Bab showed her his handiwork. “Earmuffs!” he said. “Or burgermuffs, I guess.”
He placed the burgermuffs over Scaler’s head so that her tiny fish ears were blocked by two dustburgers. The thin palm leaf formed a neat band over her head.
“Scaler,” cooed Prong, “you look so warm and cosy with those burgers on your ears.”
“Pardon?” replied Scaler. “Sorry, I can’t hear you, my ears have burgers on them.”
Bab lifted one of Scaler’s burgermuffs so she could hear. “We’re going to chase after that Unpharaoh Beard,” he explained. “Problem is, when we get close, she’ll be able to command you and Prong to do anything she wants. So listen to me carefully.”
“I’ll listen if I’m not wearing burgermuffs,” said Scaler flatly.

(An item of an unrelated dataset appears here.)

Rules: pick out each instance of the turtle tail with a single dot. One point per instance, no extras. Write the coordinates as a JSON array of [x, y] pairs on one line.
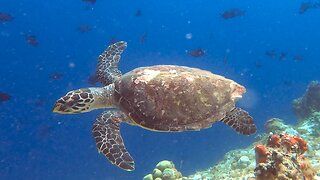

“That’s why you’ll just carry them instead of wearing them,” said Bab. “But the second you hear the Unpharaoh say anything that sounds like a command, what should you do?”
“Obey her without question!” honked Prong.
“No, Prong. You place the burgermuffs over your ears till the Unpharaoh shuts up again. Here, Prong, I’ve made a pair for you too.”
Prong beamed with delight and tucked her new accessory under one wing. Scaler folded hers up in her fantail.
“Now,” said Bab, hurrying out to the street, “the Animal Mummies are heading east. And I can take a good guess at why.”
The air outside was brutal, even hotter than before.
“The Unpharaoh means to invade Cairo,” Bab continued. “Which is exactly where Mum has gone shopping.”
“Can’t I wear my burgermuffs the whole time?” honked Prong.
“No, Prong,” Bab replied. “Only when the Unpharaoh is about to command the Animal Mummies. Otherwise you won’t hear anything.”
“Aww, but I love the feeling of dust mites crawling into my ears. They’re so tickly!”
Prong was flying Bab and Scaler towards Cairo. As they drew nearer, Bab could hear terrible noises coming from the city.
WUMP! WOMP!
“I know those sounds,” he said, his throat dry with fear. “The Unpharaoh’s fireballs.”
Beneath them, the dunes ended and the outskirts of Cairo began. They flew over the pyramids of Giza, and Bab was again awestruck at their size. He also felt a little embarrassed to see the Great Pyramid looking so floppy, a side-effect of his last adventure.
Beyond the pyramids, a staggering number of sandy-coloured shops and houses stretched out before them. Shrieks and screams erupted from below as several buildings went up in flames.
“There she is,” Bab said, pointing. “And she’s sprouted arms!”
The Unpharaoh Beard had indeed grown two revolting, hairy arms. Still attached to Cainus’s chin by a hairy sort of rope, the Unpharaoh led her chief jackal and the Animal Mummies through Cairo’s back streets. Every so often, she would place a finger against a hairy nostril and . . .
WUMP!
. . . blast someone’s house with a fireball. Everyone scrambled for safety.
The Unpharaoh opened a terrible, furry mouth and bellowed, “You are my people now!”
“Fly closer, Prong,” said Bab. “This looks bad.”
In their hundreds, the people of Cairo scurried about. They ducked and weaved and screamed in confusion. Drivers, spotting the rising smoke, avoided the area.